The value of new investment loans reached $39.8 billion in the September quarter. Photo: Getty


Meanwhile, 57,624 new investment loans were approved during the quarter, an increase of 13.6% (6,906 loans) compared to the previous quarter, and growth of 12.3% year-on-year.

The value of new investment loans reached $39.8 billion in the September quarter, up 17.6% ($6.0 billion).

The data also showed that the average loan size increased by $11,686 to $685,634 during the quarter.

Mr Moore said investors have been a major part of housing market activity in recent years and this will continue into 2025.

“What that means is that the share of loans currently going to investors is near or at record highs in some states,” he said.

“In South Australia and the Northern Territory it is at a record high, in Western Australia and Queensland it is slightly off, but not by much. New South Wales is at quite a high level and is the highest since 2017.

Particularly in Victoria, where there hasn’t been much investor activity and has been lower than other states, interest rates rose relatively sharply in the September quarter, he said.

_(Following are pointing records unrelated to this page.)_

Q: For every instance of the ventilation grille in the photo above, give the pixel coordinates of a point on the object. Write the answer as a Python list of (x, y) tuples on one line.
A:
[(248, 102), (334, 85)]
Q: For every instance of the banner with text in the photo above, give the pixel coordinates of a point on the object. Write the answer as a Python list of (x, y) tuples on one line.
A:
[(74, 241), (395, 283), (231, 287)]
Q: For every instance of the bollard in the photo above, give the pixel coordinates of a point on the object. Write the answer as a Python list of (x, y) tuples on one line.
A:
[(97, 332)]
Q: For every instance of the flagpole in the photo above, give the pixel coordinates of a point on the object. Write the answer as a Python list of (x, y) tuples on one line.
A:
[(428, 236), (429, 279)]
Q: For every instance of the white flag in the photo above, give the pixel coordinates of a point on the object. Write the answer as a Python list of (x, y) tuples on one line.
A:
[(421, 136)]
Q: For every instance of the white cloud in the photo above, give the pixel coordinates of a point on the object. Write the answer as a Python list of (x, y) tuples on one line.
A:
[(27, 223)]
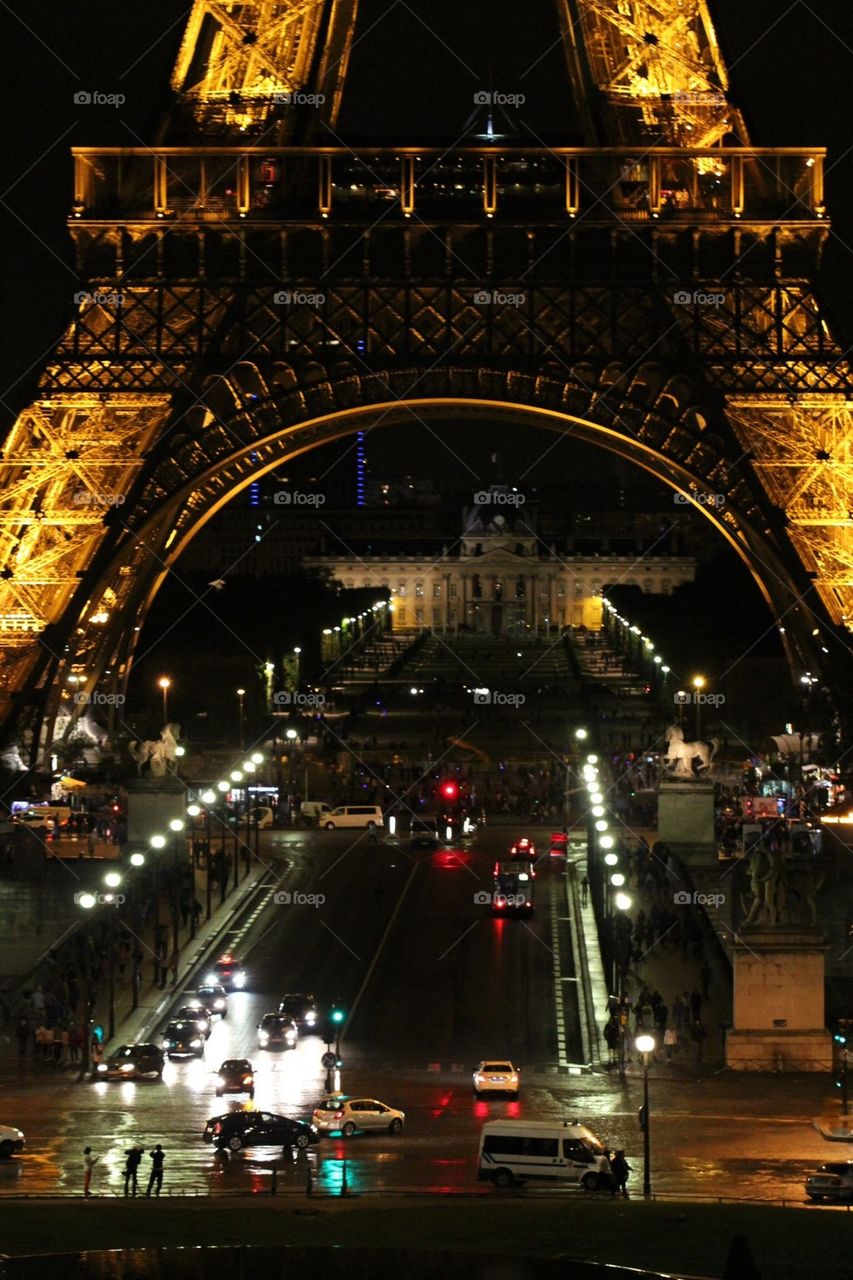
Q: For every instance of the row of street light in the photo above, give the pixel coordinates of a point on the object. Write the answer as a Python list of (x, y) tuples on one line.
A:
[(609, 897)]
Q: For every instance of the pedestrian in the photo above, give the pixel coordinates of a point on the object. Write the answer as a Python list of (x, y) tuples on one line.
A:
[(611, 1040), (620, 1169), (706, 978), (158, 1156), (133, 1159), (89, 1165), (670, 1041)]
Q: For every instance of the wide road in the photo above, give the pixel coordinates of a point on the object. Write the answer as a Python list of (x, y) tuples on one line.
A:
[(430, 983)]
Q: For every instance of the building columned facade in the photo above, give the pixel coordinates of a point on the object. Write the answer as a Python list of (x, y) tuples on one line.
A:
[(500, 579)]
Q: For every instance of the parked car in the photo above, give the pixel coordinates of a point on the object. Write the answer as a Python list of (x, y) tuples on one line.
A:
[(10, 1141), (227, 973), (833, 1180), (345, 1115), (129, 1061), (260, 814), (236, 1075), (274, 1031), (241, 1129), (301, 1009), (352, 816), (497, 1077), (183, 1040), (196, 1014), (214, 999)]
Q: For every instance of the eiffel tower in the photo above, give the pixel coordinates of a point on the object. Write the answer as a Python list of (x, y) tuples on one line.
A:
[(250, 291)]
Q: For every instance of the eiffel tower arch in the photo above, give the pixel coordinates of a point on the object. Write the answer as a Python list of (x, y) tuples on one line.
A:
[(247, 295)]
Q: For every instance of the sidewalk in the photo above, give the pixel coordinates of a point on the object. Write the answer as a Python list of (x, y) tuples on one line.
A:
[(667, 967), (63, 986)]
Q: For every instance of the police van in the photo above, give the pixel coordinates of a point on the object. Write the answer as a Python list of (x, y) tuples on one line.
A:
[(546, 1151)]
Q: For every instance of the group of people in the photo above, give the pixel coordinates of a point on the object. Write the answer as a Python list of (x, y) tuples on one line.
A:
[(132, 1161)]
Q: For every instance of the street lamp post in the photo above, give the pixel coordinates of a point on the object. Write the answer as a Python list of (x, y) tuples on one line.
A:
[(698, 685), (156, 842), (646, 1045), (165, 685), (176, 826), (241, 695)]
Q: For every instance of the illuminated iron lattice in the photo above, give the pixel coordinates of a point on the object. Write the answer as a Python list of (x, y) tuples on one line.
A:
[(182, 376)]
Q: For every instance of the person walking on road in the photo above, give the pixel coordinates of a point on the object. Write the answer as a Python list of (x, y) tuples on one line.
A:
[(89, 1165), (155, 1180), (132, 1162), (620, 1170)]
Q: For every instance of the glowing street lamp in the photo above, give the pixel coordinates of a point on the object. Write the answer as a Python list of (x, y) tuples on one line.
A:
[(644, 1045), (165, 685)]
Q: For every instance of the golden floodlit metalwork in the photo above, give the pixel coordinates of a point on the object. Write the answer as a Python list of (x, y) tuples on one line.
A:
[(250, 292)]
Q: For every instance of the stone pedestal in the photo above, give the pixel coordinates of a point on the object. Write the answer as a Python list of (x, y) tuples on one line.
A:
[(779, 1001), (685, 816), (151, 804)]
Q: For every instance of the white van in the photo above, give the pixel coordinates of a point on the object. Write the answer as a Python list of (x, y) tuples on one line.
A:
[(519, 1151), (314, 812), (352, 816)]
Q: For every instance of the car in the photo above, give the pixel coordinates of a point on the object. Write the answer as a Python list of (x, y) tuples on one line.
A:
[(424, 832), (354, 816), (241, 1129), (276, 1031), (236, 1075), (227, 973), (302, 1010), (260, 816), (129, 1061), (496, 1075), (196, 1014), (833, 1180), (214, 999), (523, 851), (183, 1040), (346, 1115), (10, 1141)]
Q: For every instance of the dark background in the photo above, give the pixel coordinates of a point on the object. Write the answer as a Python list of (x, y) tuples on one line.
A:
[(790, 72)]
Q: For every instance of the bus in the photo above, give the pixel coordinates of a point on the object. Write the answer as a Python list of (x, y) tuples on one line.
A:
[(512, 890)]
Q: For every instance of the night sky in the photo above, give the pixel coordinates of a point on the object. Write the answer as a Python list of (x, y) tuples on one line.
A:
[(413, 76)]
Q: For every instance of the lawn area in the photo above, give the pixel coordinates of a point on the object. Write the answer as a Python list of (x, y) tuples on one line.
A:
[(690, 1239)]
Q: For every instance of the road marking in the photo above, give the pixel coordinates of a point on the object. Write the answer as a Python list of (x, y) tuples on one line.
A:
[(415, 865)]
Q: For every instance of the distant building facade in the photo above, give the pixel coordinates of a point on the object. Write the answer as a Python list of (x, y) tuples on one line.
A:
[(501, 579)]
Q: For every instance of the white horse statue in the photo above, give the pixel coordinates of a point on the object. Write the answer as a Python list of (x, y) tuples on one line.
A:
[(158, 754), (680, 754)]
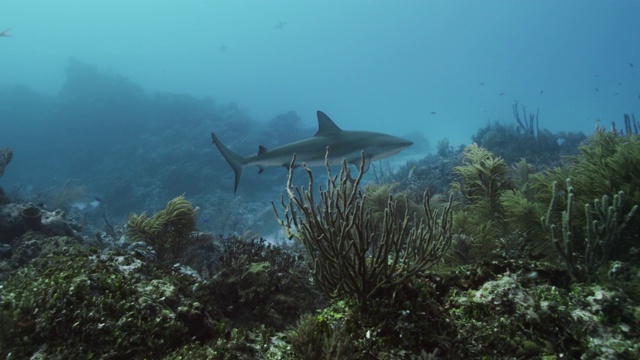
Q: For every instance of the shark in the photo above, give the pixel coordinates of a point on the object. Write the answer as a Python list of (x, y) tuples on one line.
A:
[(341, 144)]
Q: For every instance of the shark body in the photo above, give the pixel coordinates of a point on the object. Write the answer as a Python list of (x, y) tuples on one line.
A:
[(342, 144)]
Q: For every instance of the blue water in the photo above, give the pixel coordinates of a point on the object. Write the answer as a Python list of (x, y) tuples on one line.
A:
[(441, 68)]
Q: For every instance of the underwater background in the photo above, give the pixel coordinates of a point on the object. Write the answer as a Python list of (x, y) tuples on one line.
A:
[(108, 107)]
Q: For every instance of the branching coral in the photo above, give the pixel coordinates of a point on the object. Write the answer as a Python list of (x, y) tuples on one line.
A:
[(585, 250), (483, 181), (5, 158), (350, 255), (170, 232)]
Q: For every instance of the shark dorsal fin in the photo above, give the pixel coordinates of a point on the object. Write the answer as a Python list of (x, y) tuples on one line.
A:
[(326, 125)]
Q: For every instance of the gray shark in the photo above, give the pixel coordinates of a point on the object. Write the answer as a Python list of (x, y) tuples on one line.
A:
[(347, 145)]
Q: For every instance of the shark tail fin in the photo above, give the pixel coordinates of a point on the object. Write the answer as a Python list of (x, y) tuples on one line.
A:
[(236, 161)]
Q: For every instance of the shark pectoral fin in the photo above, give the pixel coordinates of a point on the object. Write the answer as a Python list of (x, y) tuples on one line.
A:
[(356, 163), (286, 166), (236, 162)]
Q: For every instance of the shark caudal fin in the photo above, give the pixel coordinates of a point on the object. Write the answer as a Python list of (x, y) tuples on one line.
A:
[(236, 161)]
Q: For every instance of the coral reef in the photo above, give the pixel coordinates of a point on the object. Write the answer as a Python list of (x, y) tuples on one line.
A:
[(350, 256), (583, 256), (170, 232)]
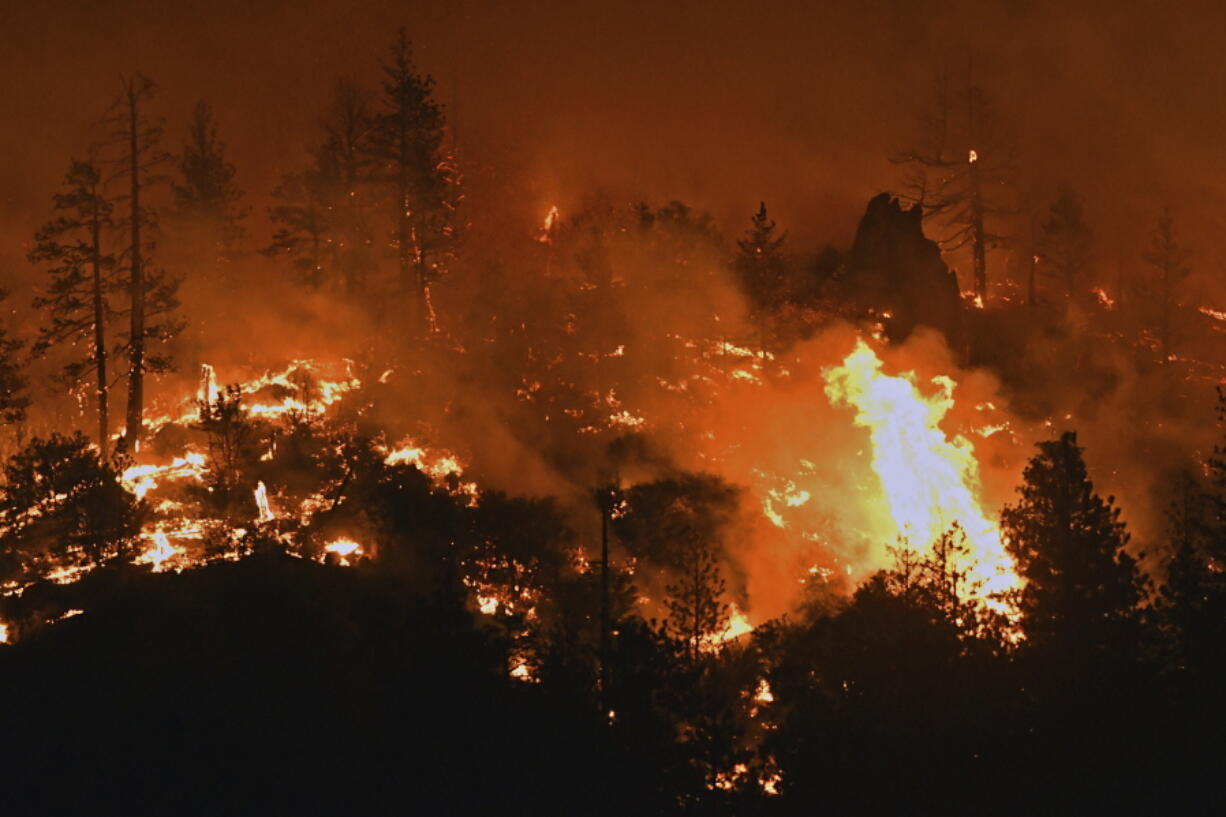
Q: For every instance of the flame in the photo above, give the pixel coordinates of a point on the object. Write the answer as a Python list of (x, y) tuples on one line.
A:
[(738, 625), (929, 480), (343, 550), (763, 693)]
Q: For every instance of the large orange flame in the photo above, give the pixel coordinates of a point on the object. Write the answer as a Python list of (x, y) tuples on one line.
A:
[(929, 480)]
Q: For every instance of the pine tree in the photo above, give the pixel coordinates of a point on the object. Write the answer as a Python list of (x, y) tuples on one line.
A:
[(1067, 242), (696, 612), (1081, 588), (960, 172), (14, 400), (85, 517), (1168, 259), (152, 293), (406, 145), (760, 264), (205, 190), (81, 280), (304, 227)]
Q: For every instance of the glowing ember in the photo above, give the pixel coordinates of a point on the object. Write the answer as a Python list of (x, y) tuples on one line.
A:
[(261, 503), (343, 548), (929, 481)]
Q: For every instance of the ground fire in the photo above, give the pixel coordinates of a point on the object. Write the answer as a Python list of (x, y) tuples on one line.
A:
[(540, 438)]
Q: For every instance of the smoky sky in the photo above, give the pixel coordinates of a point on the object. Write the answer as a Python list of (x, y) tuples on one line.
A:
[(716, 103)]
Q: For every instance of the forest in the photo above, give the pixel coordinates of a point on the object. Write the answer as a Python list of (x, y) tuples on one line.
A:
[(396, 487)]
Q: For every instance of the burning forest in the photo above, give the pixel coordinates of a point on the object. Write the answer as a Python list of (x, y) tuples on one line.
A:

An upturn in consumer confidence

As the year draws to a close, new research shows that consumer confidence is on the rise.

The Westpac-Melbourne Institute’s Consumer Sentiment Index rose 12.8% to 103.8% in November, marking the first positive reading since early 2022.

A score above 100 means that there are more optimistic consumers than pessimistic consumers.

Consumer confidence has increased in recent months. Photo: Getty


The report noted that sentiment overall was still only marginally positive and not strongly optimistic.

“However, this move draws a clearer line under what had been a long period of consumer pessimism, when disposable incomes were hit hard by a combination of high inflation, high interest rates and rising tax payments,” the report said.

“Much of the improvement in sentiment in November comes from a significantly more confident assessment of the outlook for the economy.”

House price predictions for 2026

The three rate cuts in 2025 have already supported home prices, Moore says, and will continue to do so next year, although not as much if inflation had been further controlled.

While this year has seen a “resurgence in the market”, Mr Oliver agrees that 2026 is likely to bring continued strength in property price growth of around 8%.

“Price growth will remain strong, but I don’t see any further acceleration and there will be a boost from the housing shortage and the influx of first-time buyers, but that will be partly offset by fewer interest rate cuts than previously expected,” he said.

“And by the time we get to the second half of next year, there will be more discussion about when the first rate hike could come.”

This article first appeared on Mortgage Choice and is republished with permission.